The libertarian Goldwater Institute, a leader in the contemporary Right to Try movement, is very pleased:

"Today's vote is a win for patients. Millions of Americans who have been told they are out of options and it's time to get their affairs in order, are closer to having the opportunity for one last treatment, without having to get permission from the federal government first," said Victor Riches, president & CEO of the Goldwater Institute. "Members of Congress came together to put patients first and we're grateful for their support for this bipartisan, grassroots movement powered by real patients in all 50 states."

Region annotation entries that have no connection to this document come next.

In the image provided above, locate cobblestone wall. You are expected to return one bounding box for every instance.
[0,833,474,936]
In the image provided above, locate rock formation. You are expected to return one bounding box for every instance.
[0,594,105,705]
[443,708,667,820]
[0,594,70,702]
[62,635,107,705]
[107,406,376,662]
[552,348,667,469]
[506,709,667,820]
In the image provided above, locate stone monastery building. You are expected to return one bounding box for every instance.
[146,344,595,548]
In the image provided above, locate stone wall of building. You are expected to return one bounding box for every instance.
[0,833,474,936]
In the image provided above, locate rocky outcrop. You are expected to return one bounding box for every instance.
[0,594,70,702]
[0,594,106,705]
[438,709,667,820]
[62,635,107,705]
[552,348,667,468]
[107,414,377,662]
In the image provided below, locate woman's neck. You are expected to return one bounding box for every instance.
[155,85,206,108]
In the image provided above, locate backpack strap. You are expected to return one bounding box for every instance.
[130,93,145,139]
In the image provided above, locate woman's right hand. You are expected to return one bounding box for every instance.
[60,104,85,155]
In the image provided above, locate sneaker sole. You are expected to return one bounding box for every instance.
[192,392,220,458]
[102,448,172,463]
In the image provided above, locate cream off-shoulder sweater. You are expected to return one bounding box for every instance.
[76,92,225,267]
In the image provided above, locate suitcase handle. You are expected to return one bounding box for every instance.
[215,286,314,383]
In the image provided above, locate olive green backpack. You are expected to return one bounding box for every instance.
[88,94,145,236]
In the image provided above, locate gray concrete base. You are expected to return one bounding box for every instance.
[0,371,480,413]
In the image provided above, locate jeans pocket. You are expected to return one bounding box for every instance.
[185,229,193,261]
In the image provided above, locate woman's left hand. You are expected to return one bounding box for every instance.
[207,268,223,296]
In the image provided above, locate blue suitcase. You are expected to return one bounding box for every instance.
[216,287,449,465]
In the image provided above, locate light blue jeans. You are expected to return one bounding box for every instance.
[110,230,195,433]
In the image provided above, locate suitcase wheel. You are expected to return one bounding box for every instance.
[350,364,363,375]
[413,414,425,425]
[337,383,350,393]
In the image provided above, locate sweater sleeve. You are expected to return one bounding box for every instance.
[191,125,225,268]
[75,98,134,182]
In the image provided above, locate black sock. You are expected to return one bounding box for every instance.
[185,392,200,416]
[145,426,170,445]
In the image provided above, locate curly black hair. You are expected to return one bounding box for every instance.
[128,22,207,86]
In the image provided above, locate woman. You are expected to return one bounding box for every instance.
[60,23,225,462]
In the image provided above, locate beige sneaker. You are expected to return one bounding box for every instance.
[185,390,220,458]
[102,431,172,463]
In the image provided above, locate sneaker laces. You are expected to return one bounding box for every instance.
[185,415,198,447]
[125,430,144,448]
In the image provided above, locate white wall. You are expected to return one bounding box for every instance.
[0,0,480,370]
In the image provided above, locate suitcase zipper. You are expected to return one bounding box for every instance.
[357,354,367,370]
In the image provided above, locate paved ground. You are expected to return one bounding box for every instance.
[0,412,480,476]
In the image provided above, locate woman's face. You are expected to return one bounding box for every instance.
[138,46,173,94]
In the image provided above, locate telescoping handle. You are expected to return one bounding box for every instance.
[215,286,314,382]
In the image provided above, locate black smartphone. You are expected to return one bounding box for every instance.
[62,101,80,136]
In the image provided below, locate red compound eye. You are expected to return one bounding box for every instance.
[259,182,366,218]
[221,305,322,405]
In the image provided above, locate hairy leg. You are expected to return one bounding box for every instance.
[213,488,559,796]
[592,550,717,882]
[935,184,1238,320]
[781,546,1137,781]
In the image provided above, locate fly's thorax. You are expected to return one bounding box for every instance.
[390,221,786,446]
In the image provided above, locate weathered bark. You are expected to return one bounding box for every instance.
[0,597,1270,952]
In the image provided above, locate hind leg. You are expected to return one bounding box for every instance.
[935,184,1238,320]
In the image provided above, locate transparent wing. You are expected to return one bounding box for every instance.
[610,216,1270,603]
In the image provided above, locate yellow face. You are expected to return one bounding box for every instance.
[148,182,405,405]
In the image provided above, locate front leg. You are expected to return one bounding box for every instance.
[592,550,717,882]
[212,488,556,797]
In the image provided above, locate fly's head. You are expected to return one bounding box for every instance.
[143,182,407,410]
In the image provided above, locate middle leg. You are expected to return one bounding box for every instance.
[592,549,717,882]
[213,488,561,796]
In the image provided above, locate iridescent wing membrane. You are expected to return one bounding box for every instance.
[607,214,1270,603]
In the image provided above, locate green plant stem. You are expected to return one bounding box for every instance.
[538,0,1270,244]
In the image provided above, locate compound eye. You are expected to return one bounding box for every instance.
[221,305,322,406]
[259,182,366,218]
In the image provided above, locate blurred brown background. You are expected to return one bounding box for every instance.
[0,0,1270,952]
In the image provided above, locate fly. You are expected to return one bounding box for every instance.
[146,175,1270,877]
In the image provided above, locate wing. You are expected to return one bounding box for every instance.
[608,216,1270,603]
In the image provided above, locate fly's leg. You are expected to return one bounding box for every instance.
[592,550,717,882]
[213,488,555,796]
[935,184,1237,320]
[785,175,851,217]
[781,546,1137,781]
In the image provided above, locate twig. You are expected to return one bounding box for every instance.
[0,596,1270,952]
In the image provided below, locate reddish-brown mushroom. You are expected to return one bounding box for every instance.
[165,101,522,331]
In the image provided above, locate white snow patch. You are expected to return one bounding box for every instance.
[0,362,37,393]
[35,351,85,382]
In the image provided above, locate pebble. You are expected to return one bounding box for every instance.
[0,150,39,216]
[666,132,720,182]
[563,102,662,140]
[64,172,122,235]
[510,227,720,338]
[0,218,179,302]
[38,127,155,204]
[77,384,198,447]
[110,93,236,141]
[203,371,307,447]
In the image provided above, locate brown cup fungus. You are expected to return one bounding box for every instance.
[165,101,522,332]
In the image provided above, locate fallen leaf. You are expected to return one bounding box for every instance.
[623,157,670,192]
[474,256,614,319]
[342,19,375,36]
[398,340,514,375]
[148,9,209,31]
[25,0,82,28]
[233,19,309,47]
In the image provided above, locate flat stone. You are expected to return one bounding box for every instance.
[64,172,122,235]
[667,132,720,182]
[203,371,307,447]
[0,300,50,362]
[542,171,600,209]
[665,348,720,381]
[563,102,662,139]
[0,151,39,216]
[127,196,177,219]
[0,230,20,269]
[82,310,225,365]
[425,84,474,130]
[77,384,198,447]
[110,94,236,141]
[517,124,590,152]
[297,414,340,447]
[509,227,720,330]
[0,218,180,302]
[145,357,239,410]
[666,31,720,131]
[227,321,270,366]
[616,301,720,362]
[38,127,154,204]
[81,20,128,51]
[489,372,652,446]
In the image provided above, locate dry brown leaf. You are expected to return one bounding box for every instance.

The free market Heartland Institute also supports the bill. "Now, at long last, American patients and their families can have hope that a life-saving drug will no longer be denied to them because of bureaucratic barriers," Heartland President Tim Huelskamp said in a statement emailed to reporters. "They will no longer be barred from trying to save their lives."

I think Robert Graboyes at the Mercatus Center has the most concise summary, contained in an email from Mercatus, of what's at stake:

Effectively, the law grants patients, doctors, and drug manufacturers greater decision-making authority and greater capacity to assume risks. The practical importance of the law remains to be seen. Opponents of the new law argue that the FDA's compassionate use waivers already get investigational drugs into patients' hands early on; supporters argue that the administrative burdens of the waiver program discourage its use. Now, we'll get a better idea of who is correct.

Results will be interesting. The FDA has always had a seen-and-unseen problem in its incentives. Patients who suffer adverse outcomes from using experimental drugs are relatively easy to identify, while those who suffer for lack of experimental drugs are largely unidentified and unseen. In more concrete terms, it's easier to point a TV camera at the first group than it is at the second group. That asymmetry could still frustrate the intent of the new law. Time and experience will tell.

Earlier this year, I dug a little deeper into why a federal Right to Try bill might not move the needle much. The short version is that incentives are aligned for pretty much everyone except the drug companies. Some patients might get to try treatments that could extend their lives, and their doctors would get to bypass insurance companies (because no insurer is going to touch a Right to Try treatment) and forgo the FDA's paperwork.

But I'm not sure what's in it for drug companies. Right to Try data won't be randomly controlled, which means they won't help make the case for FDA approval. An adverse outcome, meanwhile, could hurt a drug's chances of approval even if its role in that outcome is hard to measure in an uncontrolled treatment setting. As Graboyes says, the only thing we can do now is wait for the market to react and hope for the best.